The spatial location of cells in tissues and organs plays a crucial role in performing its specific functions. In recent years, researchers have developed various spatial transcriptomics approaches to detect whole-transcriptome-level data in cells while maintaining accurate spatial orientation. However, existing spatial transcriptomics approaches have two deficiencies. The approaches based on next-generation sequencing could not detect single-cell deconvolution of the spot. In addition, the approaches based on in situ hybridization and fluorescence microscopy are limited in the total number of RNA transcripts obtained.

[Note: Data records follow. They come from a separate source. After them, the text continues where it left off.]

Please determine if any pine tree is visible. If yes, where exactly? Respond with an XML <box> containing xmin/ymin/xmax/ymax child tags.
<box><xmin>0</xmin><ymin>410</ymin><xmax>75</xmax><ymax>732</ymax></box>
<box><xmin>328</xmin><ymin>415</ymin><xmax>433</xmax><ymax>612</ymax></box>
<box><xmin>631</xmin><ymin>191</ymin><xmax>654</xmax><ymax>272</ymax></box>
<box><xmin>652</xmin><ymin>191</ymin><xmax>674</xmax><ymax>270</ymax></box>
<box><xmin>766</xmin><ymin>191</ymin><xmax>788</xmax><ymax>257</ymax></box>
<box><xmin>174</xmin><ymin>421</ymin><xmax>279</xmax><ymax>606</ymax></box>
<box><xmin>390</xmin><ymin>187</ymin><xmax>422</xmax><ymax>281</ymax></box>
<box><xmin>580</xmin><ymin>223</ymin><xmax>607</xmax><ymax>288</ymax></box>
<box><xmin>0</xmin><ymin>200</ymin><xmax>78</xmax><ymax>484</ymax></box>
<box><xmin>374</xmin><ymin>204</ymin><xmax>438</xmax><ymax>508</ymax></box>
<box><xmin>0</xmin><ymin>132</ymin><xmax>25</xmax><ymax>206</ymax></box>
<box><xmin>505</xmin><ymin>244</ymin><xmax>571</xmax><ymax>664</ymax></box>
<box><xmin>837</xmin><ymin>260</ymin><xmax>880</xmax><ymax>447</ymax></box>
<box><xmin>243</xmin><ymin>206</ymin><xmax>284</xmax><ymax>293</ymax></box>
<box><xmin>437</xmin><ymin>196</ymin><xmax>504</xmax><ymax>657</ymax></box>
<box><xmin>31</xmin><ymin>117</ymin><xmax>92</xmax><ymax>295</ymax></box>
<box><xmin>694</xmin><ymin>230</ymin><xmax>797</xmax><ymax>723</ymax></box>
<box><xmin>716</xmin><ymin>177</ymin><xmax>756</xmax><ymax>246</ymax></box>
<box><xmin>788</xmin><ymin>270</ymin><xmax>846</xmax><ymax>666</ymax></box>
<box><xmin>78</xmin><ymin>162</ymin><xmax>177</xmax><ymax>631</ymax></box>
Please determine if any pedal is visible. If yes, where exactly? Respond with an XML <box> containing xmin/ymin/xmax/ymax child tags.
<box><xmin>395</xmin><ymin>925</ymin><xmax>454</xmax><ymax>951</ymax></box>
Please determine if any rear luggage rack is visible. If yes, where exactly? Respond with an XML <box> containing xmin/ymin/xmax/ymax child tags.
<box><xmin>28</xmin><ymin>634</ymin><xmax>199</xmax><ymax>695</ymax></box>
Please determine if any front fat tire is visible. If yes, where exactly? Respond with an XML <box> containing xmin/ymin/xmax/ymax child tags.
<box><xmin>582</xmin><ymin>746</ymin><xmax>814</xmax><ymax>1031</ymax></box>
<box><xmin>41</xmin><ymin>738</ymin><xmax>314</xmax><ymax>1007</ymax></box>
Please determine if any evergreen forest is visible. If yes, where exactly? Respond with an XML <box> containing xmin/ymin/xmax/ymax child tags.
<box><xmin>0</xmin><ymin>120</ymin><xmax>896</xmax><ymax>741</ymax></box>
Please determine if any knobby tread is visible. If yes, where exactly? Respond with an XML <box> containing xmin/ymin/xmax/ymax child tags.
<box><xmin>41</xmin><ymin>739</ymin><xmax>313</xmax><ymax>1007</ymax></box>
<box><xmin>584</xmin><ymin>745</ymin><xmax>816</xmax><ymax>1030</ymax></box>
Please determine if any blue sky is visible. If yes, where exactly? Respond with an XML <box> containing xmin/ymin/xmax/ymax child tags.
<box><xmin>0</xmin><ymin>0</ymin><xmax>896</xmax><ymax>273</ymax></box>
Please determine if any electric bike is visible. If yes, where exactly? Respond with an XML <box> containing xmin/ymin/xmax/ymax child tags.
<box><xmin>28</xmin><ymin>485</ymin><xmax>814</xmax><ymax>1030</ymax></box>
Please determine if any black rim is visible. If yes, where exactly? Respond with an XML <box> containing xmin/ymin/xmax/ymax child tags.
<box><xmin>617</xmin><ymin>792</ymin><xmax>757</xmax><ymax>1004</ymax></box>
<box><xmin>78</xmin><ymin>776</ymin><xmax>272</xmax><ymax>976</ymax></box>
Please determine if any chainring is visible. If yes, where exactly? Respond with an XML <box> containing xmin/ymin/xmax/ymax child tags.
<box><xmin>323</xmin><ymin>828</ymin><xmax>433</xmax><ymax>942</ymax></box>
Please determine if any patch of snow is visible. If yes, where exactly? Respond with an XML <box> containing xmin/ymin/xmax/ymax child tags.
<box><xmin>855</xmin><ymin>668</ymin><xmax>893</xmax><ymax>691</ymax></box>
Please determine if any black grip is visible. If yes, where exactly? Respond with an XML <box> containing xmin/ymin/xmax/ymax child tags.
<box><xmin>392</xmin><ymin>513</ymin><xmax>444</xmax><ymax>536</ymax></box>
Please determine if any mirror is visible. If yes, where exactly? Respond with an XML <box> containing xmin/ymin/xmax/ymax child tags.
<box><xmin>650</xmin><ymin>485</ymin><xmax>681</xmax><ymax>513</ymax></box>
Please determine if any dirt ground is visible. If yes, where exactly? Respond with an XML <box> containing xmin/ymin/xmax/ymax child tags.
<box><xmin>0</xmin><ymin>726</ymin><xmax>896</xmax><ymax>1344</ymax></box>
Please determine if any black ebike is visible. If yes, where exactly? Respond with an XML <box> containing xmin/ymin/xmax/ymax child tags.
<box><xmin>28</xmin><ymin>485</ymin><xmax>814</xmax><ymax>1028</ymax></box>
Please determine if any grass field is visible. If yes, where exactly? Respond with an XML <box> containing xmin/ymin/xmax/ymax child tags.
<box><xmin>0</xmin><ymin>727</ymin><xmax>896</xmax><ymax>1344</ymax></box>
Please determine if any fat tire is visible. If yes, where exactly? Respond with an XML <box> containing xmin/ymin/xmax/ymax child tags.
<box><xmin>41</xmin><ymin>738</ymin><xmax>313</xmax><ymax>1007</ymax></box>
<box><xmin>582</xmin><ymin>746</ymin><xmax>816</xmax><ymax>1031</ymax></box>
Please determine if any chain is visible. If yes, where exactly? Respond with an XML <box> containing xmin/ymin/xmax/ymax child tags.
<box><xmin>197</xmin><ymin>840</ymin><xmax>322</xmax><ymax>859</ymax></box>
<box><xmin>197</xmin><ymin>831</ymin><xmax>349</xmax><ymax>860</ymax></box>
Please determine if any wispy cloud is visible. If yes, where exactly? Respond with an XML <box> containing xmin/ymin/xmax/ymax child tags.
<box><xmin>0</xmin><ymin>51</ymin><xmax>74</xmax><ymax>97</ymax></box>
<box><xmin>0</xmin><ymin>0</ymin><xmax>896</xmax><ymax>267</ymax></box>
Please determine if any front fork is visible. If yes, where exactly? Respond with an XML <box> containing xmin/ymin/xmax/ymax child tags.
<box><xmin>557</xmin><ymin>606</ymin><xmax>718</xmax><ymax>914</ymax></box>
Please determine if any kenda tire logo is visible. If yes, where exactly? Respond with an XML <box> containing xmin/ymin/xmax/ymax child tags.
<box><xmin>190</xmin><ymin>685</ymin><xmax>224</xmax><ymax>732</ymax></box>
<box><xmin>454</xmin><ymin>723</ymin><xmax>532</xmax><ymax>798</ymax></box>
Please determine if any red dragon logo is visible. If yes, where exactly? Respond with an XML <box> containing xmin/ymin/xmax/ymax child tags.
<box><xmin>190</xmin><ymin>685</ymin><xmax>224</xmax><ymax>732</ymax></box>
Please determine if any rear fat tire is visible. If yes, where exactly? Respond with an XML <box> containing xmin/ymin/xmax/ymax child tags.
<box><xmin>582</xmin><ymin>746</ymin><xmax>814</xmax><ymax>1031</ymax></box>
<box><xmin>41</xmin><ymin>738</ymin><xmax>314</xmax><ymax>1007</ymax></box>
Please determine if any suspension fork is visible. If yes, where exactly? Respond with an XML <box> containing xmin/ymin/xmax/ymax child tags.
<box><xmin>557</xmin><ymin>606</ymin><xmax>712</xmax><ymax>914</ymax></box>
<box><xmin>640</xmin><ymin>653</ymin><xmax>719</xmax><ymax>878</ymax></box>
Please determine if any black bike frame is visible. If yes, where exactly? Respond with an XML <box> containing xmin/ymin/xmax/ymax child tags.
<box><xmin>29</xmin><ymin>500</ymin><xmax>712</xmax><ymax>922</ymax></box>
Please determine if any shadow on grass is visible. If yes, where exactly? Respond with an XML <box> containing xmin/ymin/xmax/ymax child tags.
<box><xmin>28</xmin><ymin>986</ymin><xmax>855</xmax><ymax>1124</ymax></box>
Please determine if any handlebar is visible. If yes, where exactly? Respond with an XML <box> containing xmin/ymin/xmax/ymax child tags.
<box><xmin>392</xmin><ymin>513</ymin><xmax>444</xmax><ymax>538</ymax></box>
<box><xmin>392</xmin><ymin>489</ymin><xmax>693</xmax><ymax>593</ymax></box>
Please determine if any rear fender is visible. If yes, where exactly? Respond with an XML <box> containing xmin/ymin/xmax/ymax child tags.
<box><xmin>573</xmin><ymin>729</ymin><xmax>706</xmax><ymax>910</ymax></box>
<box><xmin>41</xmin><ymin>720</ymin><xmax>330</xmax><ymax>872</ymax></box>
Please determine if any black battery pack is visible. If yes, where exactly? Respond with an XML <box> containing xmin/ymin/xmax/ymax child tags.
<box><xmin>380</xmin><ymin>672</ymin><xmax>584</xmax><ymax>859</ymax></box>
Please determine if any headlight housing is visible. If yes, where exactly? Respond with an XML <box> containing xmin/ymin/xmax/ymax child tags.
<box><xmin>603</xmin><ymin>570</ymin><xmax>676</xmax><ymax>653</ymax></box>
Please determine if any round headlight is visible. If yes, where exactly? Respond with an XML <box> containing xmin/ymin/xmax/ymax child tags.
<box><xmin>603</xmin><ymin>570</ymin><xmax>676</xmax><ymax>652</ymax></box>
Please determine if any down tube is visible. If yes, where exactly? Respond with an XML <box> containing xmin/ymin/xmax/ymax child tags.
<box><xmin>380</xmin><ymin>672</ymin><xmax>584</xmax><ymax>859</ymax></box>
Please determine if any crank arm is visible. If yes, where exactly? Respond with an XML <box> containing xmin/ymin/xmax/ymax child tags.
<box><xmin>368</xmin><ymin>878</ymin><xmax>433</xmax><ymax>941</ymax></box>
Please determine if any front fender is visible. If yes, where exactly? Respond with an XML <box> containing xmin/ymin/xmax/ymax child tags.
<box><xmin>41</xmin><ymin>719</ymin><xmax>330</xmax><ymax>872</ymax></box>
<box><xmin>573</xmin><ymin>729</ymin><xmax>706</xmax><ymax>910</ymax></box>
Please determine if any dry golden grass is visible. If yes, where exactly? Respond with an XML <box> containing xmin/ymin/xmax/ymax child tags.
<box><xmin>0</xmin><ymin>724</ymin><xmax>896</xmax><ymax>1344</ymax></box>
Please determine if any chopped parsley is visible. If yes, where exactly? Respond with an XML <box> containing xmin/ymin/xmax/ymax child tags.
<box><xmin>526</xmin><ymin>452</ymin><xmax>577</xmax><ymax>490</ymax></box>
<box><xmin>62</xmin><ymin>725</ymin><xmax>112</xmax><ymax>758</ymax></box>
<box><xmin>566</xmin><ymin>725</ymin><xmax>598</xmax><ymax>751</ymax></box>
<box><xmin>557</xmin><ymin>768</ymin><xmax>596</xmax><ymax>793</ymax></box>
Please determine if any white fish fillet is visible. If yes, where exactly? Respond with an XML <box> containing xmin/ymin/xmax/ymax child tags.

In view of this, researchers have developed various integration methods to combine spatial transcriptomic data with single-cell RNA-seq (scRNA-seq) data to predict the spatial distribution of undetected transcripts and/or perform cell type deconvolution of spots in histological sections. These integration methods have undoubtedly promoted understanding of spatial transcriptomics data and related biological and pathological processes. However, due to diversified operating principles and applicable scope, researchers had difficulty in selecting optimal integration methods.

The research team led by Prof. Qu has been working on developing analysis algorithms and software for biological big data for a long time. In this study, the researchers presented benchmarking of 16 integration methods using 45 paired datasets containing both spatial transcriptomics and scRNA-seq data and 32 simulated datasets according to their accuracy, robustness, and computational resources consumption.

According to the researchers, Cell2location, SpatialDWLS, and Robust Decomposition of Cell Type (RCTD) were superior to other integration methods for the cell type deconvolution of spots in histological sections, whereas Tangram, gimVI, and Spatial Gene Enhancement (SpaGE) showed excellent performance compared with other integration methods for predicting the spatial distribution of RNA transcripts. Tangram, Seurat and Linked Inference of Genomic Experimental Relationships (LIGER) had high computational efficiency and were suitable for processing large-scale data sets.

This study concludes the attribute, performance, and applicability of each integration method and the advantages of methods with high efficiency. It helps researchers to further improve these algorithms.

The team also shares a benchmark process of integrating spatial transcriptomics data with scRNA-seq data on GitHub to help researchers select optimal integration methods to process their datasets.